Il y a des jours comme ça où rien ne va. Ce matin, en me rasant, je me suis entaillé profondément la joue. Le temps que je trouve la pierre hémostatique, j’avais déjà mis du sang partout. Me voilà avec une balafre et un sparadrap.
La journée au commissariat a
été harassante et, comme si la travail administratif ne suffisait pas, mon chef
d’unité m’est tombé dessus. « Frank, j’attends toujours les dernières
statistiques. Il faut être plus réactif ! Je dois compter sur tous mes
hommes, et pas seulement sur le terrain. J’ai moi aussi des rapports à
remettre. Bougez-vous le cul ! Je veux cela sur mon bureau pour ce
vendredi au plus tard, dernier délai ! – Oui, chef ! » Que
pouvais-je dire d’autre, qu’il aille se torcher le cul avec ses papiers ? Il
ne veut pas se rendre compte du temps que ça nous prend, toute cette paperasse.
Si, au moins, on avait des ordinateurs performants et tout l’équipement qui va
avec. Cela fait plus d’un mois que mon imprimante est HS. « Vous savez,
les budgets sont déjà épuisés, m’a-t-on dit. Ce sera pour janvier prochain. »
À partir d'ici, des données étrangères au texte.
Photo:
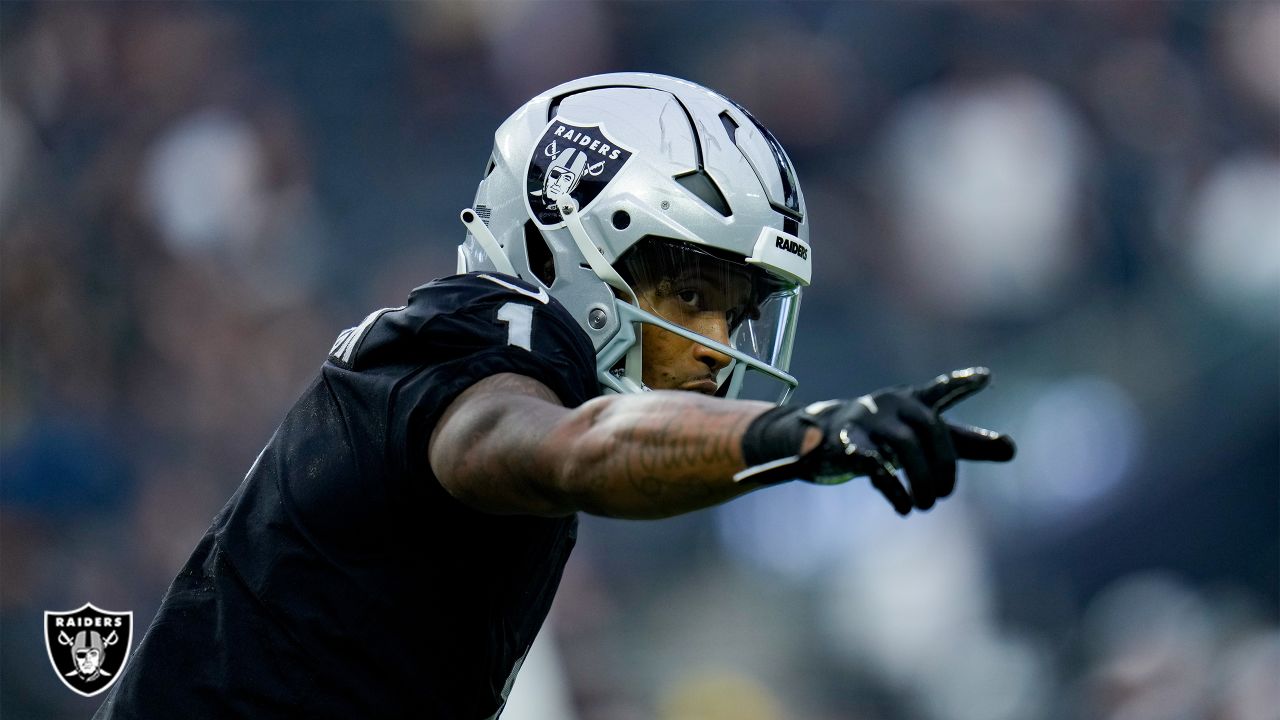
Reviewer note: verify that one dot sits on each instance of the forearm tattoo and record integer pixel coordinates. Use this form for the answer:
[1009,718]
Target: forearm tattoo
[679,458]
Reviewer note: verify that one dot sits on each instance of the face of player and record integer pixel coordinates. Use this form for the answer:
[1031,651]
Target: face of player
[708,306]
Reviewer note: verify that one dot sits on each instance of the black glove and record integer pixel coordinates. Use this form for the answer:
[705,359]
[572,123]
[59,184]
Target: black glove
[874,436]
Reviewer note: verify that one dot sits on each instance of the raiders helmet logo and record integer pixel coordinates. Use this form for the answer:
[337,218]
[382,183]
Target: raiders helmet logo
[572,160]
[88,647]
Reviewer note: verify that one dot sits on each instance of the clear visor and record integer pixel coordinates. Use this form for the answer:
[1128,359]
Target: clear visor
[734,309]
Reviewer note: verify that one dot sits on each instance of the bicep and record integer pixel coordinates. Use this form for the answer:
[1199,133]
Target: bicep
[487,447]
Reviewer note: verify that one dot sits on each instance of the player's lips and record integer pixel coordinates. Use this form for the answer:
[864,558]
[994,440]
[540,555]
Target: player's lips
[705,386]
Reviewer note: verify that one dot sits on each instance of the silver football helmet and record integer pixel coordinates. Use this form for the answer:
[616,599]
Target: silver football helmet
[589,178]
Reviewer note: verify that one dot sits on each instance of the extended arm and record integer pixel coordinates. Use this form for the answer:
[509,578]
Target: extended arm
[508,446]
Le chef, lui, ne doit pas attendre qu’un collègue donne accès à sa machine. Ça m’énerve
et ça m’use !
À la maison, je trouve Gisèle
qui tire le gueule. Il ne manquait plus que ça. Les fistons ne sont pas encore
rentrés.
« - Bonsoir, chérie !
- Bonsoir. Franck. Il faut qu’on
parle.
- Oui mais j’ai eu une journée
pénible. Tu permets que je récupère. On le fait plus tard ?
- C’est cela ! Défile-toi
comme toujours. Décidément on ne peut rien te demander, rien attendre de toi !
- Pourquoi tu te fâches ?
- Je ne me fâche pas, j’en ai
assez ! Assez de tes absences. Non seulement ton travail t’accapare
totalement mais tu ne cesses d’y penser. Nous ne comptons plus, ni moi ni les
enfants ! Le week-end dernier tu es encore retourné au commissariat. Ce n’était
pourtant pas ton tour d’astreinte !
- Non, mais Willy était
malade. Alors le chef m’a rappelé. Ce n’est quand même pas ma faute !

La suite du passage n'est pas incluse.